Ed. note: This is the first in a continuing series of market updates from IHS experts.
Crude oil prices collapsed from over $100/barrel to the mid-$40s, before stabilizing to about $60/barrel toward the end of February 2015. Further downward corrections are not excluded, with continued pressure from rising inventories—a key factor as of press time.
The overall decline in worldwide oil prices in the last nine months has caused petrochemical supply-chain destocking, but it’s also sowing the seeds for better economic prices and improved demand for petrochemicals and plastics—trends that should ultimately tighten market conditions.
Global Polyethylene Prices Respond
As shown in the chart, global polyethylene prices declined in response to the lower crude prices. Price declines were more immediate in the spot Asian markets; from November to February, prices—using IHS Chemicals’ net transaction price estimate for LLDPE butene film resins—declined by $455 (U.S.) per metric ton, or 28%.
The initial declines in Asia quickly found their way to the Middle East, by far the world’s largest net exporter for polyethylene. Inventory de-stocking and higher China domestic operating rates from improved non-integrated margins also contributed to the prompt extension of price declines to the Middle East producers.
In like fashion, Western European producers looked to increase operating rates as price declines lagged declines in naphtha, with a weak Euro and higher import tariffs for Middle East imports further supporting domestic production.
Will Lower Crude Lead to Higher Demand?
Market participants may be surprised by the strength of global petrochemical demand growth spurred by the lower energy prices. A recent IHS Chemicals Research Note, “Oil Price Decline Impacts Petrochemicals Scenario,” provides a scenario analysis of how the recent decline in global oil prices is causing some petrochemical supply-chain destocking, but is also sowing the seeds for better economic conditions, lower petrochemical prices, and improving global petrochemical demand.

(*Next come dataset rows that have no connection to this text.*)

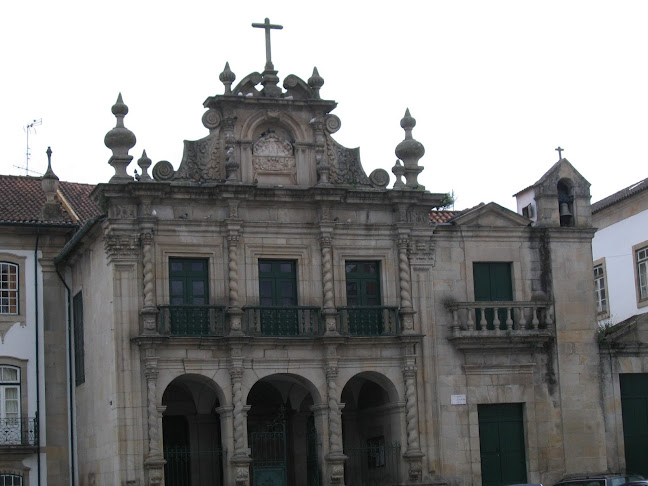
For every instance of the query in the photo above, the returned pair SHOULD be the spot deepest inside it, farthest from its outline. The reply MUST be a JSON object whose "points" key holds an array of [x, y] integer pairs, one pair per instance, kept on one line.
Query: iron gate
{"points": [[268, 447]]}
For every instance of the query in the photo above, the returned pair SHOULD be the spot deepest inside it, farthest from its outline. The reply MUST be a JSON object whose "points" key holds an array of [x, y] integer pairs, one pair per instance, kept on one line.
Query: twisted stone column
{"points": [[413, 454], [404, 274], [147, 264], [154, 462], [335, 420], [234, 311]]}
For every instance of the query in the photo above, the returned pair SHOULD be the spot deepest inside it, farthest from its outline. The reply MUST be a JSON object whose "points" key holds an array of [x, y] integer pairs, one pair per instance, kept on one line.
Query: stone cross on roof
{"points": [[267, 26]]}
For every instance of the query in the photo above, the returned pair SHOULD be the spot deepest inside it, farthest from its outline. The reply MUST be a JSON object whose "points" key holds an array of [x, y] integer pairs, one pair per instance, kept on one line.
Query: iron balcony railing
{"points": [[18, 432], [283, 321], [369, 321], [191, 320], [500, 317]]}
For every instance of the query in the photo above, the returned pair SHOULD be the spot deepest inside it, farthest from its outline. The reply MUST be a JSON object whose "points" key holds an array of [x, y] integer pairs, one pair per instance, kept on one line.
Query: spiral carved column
{"points": [[405, 282], [154, 462], [413, 454], [328, 310], [234, 311], [149, 311], [335, 419]]}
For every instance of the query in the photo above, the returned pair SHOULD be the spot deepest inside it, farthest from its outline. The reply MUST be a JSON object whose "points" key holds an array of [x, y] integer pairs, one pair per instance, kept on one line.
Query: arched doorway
{"points": [[282, 435], [371, 431], [191, 433]]}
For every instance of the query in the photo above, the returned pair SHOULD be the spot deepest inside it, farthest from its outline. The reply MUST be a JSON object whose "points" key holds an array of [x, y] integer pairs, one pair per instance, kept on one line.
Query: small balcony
{"points": [[369, 321], [288, 321], [191, 320], [18, 433], [516, 323]]}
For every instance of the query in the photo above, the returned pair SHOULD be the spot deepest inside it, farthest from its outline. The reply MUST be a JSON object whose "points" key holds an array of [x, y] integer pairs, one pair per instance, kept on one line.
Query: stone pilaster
{"points": [[405, 283], [234, 312], [413, 454], [149, 311], [329, 311], [154, 462]]}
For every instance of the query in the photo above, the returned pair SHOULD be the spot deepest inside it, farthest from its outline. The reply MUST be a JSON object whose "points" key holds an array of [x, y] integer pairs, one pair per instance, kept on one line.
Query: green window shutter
{"points": [[188, 281], [634, 410]]}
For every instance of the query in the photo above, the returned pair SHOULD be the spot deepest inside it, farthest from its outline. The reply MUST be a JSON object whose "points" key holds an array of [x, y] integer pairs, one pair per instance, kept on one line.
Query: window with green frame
{"points": [[189, 296]]}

Capital Projects Expected to Proceed
Continued capacity expansions are needed for polyethylene to meet global demand, which is growing at some 4.4% per year. Prior to the recent crude decline, continued capacity growth expectations were centered in China and the Middle East, as well as resurgence in capacity growth for North America supported by ethane from shale drilling.

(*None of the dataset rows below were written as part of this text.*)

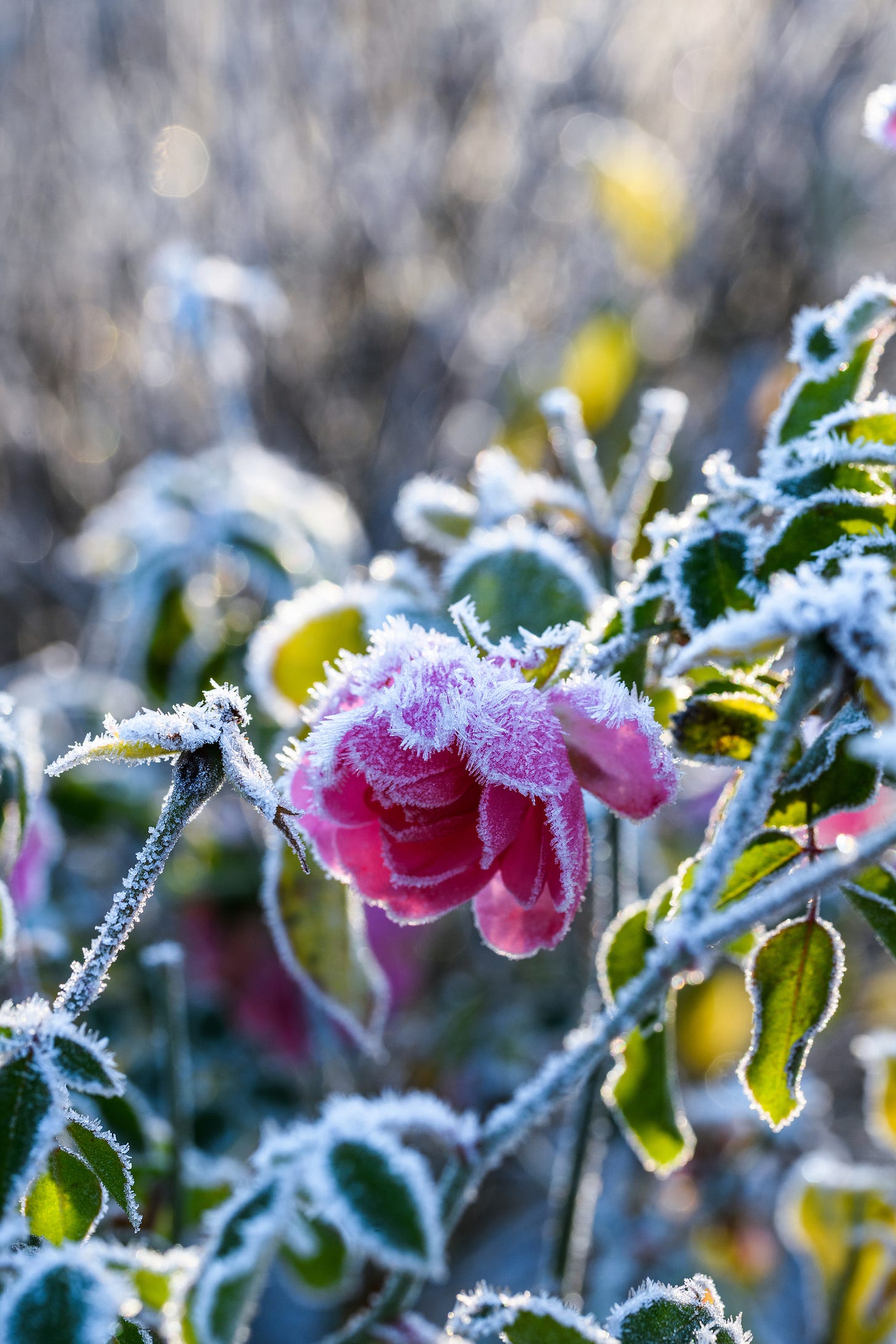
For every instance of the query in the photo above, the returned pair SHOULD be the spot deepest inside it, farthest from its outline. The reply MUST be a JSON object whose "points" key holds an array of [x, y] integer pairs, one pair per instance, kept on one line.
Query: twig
{"points": [[198, 776]]}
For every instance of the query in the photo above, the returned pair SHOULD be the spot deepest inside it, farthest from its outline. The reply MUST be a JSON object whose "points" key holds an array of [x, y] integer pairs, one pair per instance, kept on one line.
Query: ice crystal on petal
{"points": [[615, 743]]}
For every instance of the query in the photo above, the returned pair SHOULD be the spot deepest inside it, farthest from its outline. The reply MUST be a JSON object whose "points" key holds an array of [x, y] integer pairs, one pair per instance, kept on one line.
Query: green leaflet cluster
{"points": [[655, 1313], [324, 1198], [321, 1198], [824, 494], [805, 551]]}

While lower crude prices have perhaps given pause to some of the more speculative projects envisioned for latter years, those projects that are already established are expected to proceed. China is expected to move forward with most of the near-term coal-to-olefins projects already underway, although future marginal projects may be canceled or delayed. Capacity growth in the Middle East continues, although the pace of expansions was already slowing prior to the recent decline in crude. In North America, IHS expects projects totaling some 7.4 MMT between now and 2019—an increase of more than 36% compared to 2014 capacity—to proceed as planned.